The Smoke in the Songs
BAD THEOLOGY SET TO MUSIC
When I arrive for Mass, after praying and reviewing the readings, I look to see which songs or hymns will be sung. Occasionally I am delighted, most often resigned, and sometimes have to brace myself to endure what is to come. Bad music has plagued the Church in the decades since Vatican II. In the aftermath of the Council, Pope St. Paul VI famously commented, “Through some crack, the smoke of Satan has entered the Church of God. There is doubt, uncertainty, problems, unrest, dissatisfaction, confrontation.” Could part of this smoke — the doubt and uncertainty that afflicts Catholics — be attributed to the music we have allowed into the sanctuary?
I don’t mean to imply that the writers of contemporary trainwrecks of songs are intentional blowers of wafts of Satanic smoke. Some, perhaps, are merely misguided or uneducated, affected by worldly or syncretistic tendencies or misplaced optimism; others simply lack talent. And it is not as though everything written in the past few decades deserves to be pitched (or pitchforked) into the dustbin; good hymns and songs have been composed as well. Nor do I wish to denigrate the efforts of music directors, choirs, and accompanists. Even less do I desire to malign or insult those who find spiritual benefit in even the poorest of these songs. “God writes straight with crooked lines,” says the aphorism attributed to St. Teresa of Ávila. It’s true.

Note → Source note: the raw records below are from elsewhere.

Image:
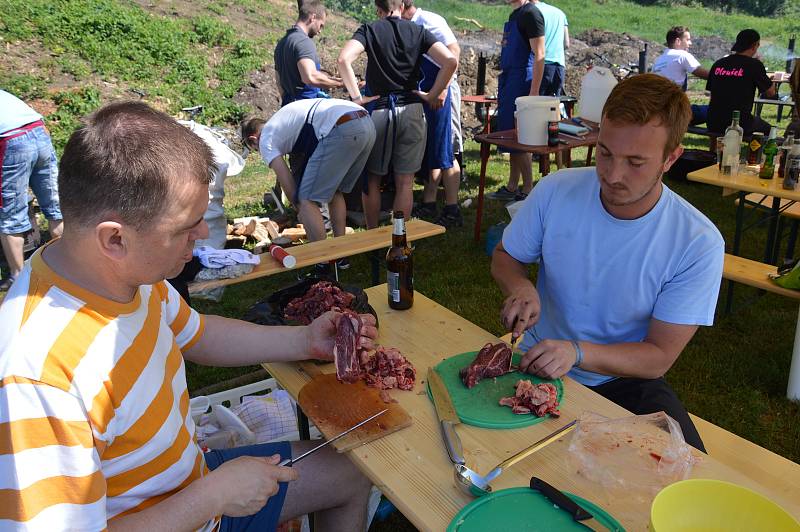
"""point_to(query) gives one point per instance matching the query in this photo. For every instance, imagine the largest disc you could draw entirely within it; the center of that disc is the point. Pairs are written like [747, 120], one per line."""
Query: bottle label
[393, 281]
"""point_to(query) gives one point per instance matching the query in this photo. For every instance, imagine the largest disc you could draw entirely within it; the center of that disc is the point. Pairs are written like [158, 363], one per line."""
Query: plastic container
[532, 114]
[702, 504]
[595, 88]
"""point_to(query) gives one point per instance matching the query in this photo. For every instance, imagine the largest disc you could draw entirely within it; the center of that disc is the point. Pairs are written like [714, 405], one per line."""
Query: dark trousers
[647, 396]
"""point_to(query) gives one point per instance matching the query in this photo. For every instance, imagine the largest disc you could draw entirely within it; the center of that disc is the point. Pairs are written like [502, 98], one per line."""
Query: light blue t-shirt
[554, 23]
[602, 279]
[14, 113]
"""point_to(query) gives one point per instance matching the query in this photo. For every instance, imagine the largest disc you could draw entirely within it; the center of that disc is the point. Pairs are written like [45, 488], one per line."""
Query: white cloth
[229, 163]
[281, 131]
[675, 65]
[14, 113]
[602, 279]
[217, 258]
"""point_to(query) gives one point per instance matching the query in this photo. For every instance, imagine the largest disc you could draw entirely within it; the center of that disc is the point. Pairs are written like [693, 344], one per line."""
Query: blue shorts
[267, 517]
[29, 160]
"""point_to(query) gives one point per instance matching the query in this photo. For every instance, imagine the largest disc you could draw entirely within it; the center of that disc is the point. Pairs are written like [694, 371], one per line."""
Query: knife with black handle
[577, 512]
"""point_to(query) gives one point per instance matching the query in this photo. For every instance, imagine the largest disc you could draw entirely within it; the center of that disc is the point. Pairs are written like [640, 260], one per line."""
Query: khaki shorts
[399, 140]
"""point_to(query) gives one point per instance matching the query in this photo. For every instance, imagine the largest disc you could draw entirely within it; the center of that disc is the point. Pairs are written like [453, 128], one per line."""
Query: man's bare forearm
[228, 343]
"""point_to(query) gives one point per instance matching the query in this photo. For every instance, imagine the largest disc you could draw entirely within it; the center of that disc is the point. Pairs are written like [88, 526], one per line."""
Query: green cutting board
[524, 509]
[480, 405]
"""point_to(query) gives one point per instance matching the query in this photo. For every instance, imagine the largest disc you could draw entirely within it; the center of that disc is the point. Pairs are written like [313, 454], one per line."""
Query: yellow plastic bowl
[711, 505]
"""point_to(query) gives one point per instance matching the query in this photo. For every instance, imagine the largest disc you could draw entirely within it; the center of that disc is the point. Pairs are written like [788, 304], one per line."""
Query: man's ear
[672, 157]
[111, 241]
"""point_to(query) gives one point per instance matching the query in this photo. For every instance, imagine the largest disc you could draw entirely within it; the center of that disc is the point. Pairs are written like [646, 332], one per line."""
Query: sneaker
[450, 219]
[425, 211]
[503, 194]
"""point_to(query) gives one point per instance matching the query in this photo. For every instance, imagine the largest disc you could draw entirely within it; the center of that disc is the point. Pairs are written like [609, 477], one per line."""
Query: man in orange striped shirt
[95, 430]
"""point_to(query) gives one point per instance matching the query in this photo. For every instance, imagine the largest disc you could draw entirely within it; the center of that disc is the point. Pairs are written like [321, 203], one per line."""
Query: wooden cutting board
[334, 407]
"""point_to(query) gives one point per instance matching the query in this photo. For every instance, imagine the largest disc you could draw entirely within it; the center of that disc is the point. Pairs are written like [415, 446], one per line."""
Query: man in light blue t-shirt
[556, 40]
[627, 268]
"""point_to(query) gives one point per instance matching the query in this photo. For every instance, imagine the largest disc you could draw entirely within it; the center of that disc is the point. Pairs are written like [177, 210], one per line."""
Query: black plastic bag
[270, 311]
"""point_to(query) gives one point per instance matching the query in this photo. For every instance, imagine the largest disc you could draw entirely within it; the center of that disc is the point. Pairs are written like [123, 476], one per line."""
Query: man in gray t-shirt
[296, 60]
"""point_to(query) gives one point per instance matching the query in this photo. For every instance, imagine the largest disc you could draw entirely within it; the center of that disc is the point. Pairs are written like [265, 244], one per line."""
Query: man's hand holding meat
[549, 359]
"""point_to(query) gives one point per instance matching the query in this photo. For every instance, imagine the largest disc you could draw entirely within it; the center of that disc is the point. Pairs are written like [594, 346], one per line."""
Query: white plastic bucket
[595, 88]
[532, 114]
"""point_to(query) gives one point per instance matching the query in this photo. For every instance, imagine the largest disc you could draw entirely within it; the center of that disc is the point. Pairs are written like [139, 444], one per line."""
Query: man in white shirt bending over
[676, 63]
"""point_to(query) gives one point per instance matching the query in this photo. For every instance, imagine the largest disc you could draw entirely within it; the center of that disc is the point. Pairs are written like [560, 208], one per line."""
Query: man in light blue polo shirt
[628, 269]
[556, 40]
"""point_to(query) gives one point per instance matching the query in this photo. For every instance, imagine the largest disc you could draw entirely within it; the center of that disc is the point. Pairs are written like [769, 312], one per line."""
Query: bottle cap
[280, 254]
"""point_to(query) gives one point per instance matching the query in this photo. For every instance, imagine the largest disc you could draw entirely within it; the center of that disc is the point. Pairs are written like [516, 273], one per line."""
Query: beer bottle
[400, 267]
[770, 151]
[754, 148]
[783, 155]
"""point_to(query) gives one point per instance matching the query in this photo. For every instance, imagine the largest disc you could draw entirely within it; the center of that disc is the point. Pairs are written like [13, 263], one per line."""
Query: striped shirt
[94, 409]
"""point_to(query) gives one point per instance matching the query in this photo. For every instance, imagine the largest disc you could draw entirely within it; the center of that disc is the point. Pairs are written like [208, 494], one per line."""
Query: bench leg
[792, 240]
[793, 390]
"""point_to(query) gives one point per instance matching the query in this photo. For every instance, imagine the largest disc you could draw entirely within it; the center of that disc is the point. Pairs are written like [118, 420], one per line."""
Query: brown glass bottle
[400, 267]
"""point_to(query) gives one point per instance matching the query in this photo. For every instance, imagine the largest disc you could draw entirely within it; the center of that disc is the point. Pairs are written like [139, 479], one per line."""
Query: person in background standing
[676, 63]
[733, 81]
[296, 60]
[444, 126]
[28, 159]
[556, 41]
[394, 49]
[521, 71]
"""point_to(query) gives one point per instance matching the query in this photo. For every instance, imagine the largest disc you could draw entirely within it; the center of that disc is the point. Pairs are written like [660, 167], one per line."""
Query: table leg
[771, 250]
[302, 425]
[793, 390]
[544, 164]
[375, 261]
[485, 147]
[737, 240]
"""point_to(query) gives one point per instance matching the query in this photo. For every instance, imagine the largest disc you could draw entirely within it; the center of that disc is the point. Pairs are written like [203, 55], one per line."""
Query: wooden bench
[328, 250]
[755, 274]
[757, 463]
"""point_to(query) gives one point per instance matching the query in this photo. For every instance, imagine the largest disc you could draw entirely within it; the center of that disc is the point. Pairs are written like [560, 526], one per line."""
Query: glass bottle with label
[732, 142]
[400, 267]
[784, 154]
[770, 151]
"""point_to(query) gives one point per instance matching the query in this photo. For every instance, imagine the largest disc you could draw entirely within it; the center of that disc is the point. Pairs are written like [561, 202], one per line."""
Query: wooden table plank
[327, 250]
[411, 466]
[743, 181]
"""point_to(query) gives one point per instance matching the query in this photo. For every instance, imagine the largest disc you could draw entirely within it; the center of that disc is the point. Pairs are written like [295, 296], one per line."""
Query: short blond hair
[641, 99]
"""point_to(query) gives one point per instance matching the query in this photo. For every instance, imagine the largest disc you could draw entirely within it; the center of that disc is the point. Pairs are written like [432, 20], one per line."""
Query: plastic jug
[532, 114]
[595, 88]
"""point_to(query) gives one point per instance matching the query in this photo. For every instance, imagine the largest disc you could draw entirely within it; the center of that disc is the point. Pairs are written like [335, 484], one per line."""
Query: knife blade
[290, 461]
[578, 513]
[448, 418]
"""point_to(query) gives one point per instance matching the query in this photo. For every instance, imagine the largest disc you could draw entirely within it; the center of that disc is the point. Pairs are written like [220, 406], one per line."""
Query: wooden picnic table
[742, 184]
[411, 466]
[328, 250]
[508, 139]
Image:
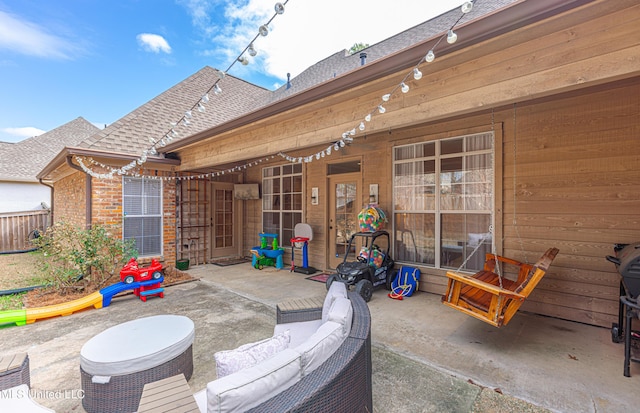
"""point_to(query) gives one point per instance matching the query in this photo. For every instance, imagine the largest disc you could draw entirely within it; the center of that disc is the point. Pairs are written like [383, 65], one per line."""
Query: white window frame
[283, 173]
[145, 212]
[438, 210]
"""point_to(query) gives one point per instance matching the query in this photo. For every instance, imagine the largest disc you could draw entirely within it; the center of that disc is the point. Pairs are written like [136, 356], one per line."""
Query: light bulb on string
[452, 37]
[430, 57]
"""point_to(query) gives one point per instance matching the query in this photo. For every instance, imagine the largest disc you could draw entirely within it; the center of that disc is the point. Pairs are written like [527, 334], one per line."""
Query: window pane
[142, 204]
[465, 235]
[451, 146]
[282, 200]
[446, 184]
[415, 238]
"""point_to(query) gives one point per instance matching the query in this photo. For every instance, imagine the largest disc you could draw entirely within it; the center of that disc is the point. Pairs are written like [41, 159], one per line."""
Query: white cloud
[308, 31]
[28, 38]
[18, 134]
[153, 43]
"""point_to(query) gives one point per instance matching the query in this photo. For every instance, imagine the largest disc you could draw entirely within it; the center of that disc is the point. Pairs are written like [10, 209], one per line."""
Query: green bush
[73, 258]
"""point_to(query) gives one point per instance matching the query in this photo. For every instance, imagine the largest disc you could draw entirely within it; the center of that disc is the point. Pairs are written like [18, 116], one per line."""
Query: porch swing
[487, 295]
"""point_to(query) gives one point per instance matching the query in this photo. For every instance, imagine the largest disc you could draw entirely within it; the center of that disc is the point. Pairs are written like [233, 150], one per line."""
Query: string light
[452, 37]
[263, 30]
[347, 137]
[430, 57]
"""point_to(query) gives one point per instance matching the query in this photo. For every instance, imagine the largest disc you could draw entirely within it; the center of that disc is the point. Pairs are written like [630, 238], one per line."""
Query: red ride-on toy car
[131, 272]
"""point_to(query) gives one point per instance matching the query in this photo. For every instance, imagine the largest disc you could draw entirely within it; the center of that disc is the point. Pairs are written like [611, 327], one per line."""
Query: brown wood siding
[568, 163]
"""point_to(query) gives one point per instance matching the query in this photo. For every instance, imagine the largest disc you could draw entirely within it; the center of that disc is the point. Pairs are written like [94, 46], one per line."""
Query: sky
[101, 59]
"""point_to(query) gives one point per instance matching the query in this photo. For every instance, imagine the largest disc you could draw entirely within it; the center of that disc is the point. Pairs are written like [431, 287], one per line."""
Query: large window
[443, 194]
[281, 200]
[142, 204]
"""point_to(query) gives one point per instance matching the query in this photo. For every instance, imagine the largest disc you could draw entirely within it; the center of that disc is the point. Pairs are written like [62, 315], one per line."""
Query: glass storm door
[343, 215]
[224, 229]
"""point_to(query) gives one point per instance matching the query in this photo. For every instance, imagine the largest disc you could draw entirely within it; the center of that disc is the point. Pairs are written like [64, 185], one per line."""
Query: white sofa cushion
[299, 331]
[320, 346]
[341, 312]
[248, 388]
[247, 355]
[337, 289]
[18, 399]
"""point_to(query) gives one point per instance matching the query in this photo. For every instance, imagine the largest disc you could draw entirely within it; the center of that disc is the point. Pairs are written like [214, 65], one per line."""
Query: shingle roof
[23, 160]
[342, 62]
[131, 134]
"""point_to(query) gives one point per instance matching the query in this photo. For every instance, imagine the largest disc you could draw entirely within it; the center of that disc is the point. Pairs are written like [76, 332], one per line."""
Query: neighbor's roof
[23, 160]
[132, 133]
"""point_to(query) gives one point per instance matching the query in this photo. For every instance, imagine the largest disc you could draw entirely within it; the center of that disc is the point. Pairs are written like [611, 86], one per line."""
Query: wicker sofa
[342, 383]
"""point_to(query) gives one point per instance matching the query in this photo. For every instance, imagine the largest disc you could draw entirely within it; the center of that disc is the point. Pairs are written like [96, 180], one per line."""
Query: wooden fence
[17, 228]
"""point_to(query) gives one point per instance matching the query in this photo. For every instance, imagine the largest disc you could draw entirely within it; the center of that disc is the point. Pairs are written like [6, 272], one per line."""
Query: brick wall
[70, 201]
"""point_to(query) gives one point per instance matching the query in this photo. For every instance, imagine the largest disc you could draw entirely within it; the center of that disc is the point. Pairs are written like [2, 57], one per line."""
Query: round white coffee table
[117, 363]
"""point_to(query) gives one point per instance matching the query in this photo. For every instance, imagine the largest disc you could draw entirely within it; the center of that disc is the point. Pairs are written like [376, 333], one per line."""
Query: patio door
[224, 226]
[344, 205]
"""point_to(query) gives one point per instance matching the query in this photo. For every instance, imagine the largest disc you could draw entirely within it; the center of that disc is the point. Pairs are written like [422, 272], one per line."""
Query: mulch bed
[41, 297]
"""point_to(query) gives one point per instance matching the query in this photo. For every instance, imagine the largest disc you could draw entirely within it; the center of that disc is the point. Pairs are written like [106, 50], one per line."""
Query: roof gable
[23, 160]
[133, 133]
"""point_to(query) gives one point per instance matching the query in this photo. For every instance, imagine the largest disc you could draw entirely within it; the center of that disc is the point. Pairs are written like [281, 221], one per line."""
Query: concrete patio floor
[426, 357]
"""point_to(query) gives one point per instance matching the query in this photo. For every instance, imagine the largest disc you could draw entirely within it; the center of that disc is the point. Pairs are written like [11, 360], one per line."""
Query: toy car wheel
[330, 280]
[391, 276]
[365, 289]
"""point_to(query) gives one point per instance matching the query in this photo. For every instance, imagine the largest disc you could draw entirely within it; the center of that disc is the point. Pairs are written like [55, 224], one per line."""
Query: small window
[343, 168]
[142, 222]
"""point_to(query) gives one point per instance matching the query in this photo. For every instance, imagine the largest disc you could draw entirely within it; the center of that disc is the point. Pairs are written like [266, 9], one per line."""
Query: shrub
[74, 258]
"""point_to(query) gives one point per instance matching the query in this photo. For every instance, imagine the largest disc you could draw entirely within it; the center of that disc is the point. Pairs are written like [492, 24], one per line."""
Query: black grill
[627, 261]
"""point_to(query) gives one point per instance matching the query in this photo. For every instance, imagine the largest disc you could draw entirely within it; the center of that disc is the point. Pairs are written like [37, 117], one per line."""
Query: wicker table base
[14, 371]
[168, 395]
[122, 393]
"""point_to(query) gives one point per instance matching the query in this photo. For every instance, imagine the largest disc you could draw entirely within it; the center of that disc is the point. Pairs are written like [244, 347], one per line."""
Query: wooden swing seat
[482, 296]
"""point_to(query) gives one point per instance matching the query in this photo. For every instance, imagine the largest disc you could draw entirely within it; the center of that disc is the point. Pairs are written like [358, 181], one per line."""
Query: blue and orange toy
[132, 272]
[144, 282]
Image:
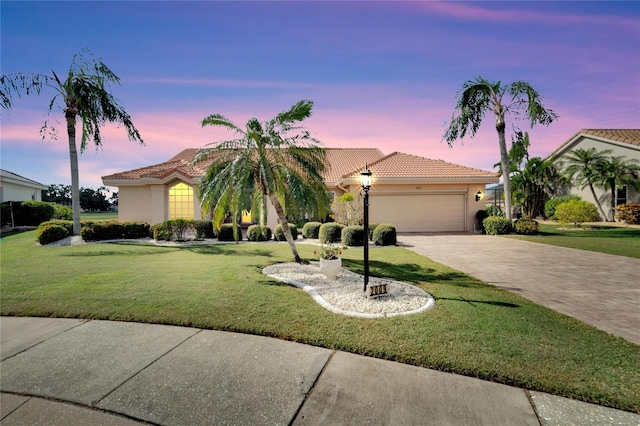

That’s the bright side. What about the darker side?
For decades now, we’ve been singing songs that sound Christian but aren’t. At best, they’re believable imitations. Whether it be bad grammar, poor catechesis, ignorance of the Catholic faith on the part of non-Catholic songwriters, blindness (or, worse, indifference) on the part of hymnal and missal editors, or simple woolly-mindedness, this musical “smoke” can have a suffocating effect on the spiritual life of individuals and the life of the Church.
One way this can happen is when the words of hymns are not merely banal but express subtle heresies that often go unnoticed. The best example is “Lord of the Dance,” written by Sydney Carter in 1963. This song is sung with gusto by Christians of many stripes. I have heard it described by a cradle Catholic as a “beautiful Catholic song” because of how it presents the life of Christ, and as “harmless” by a very learned, orthodox priest whose opinions I respect greatly, and with whom I hesitate to disagree. But disagree I must.